Paulo Pereira explica que diante da crise econômica, as pessoas precisam achar alternativas para gerar renda, e a plantação de coca nas regiões mais interioranas poderia ser um “atrativo” para burlar esse problema econômico.

“Há um atrativo para que camponeses usem o plantio da folha de coca como um substituto da produção de outras commodities agrícolas que não têm o mesmo valor. Se você planta feijão não gera a mesma renda se você plantar folha de coca.”

Por outro lado, o professor também salienta o fato de que o plantio da coca tem chance certa de ser comercializado a partir do momento que é comprado pelo tráfico de drogas, o que pode não acontecer com a plantação de outros commodities, que dependem de vários fatores para ter sua venda acertada. Como o próprio relatório apontou, houve crescimento no uso de drogas durante a pandemia, então seria um mercado certeiro.
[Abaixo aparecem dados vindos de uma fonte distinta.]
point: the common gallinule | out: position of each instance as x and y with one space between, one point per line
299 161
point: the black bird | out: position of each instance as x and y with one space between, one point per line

Vendedora de coca com seu saco de folhas enquanto espera por clientes dentro do mercado legal de folhas de coca em La Paz, Bolívia. A coca é a base da cocaína, mas também é uma planta sagrada entre os nativos dos Andes (foto de arquivo)

Ao mesmo tempo, em relação à planta, Leonardo Jordão enfatiza que é preciso desmistificar o plantio da folha de coca relacionado à cocaína. O plantio faz parte de uma cultura secular de povos, principalmente da América do Sul, que para chegar à cocaína, passa por diversos processos químicos que potencializam a droga e não estão presentes na planta naturalmente, portanto, seu plantio é diferente do seu uso para consumo como entorpecente.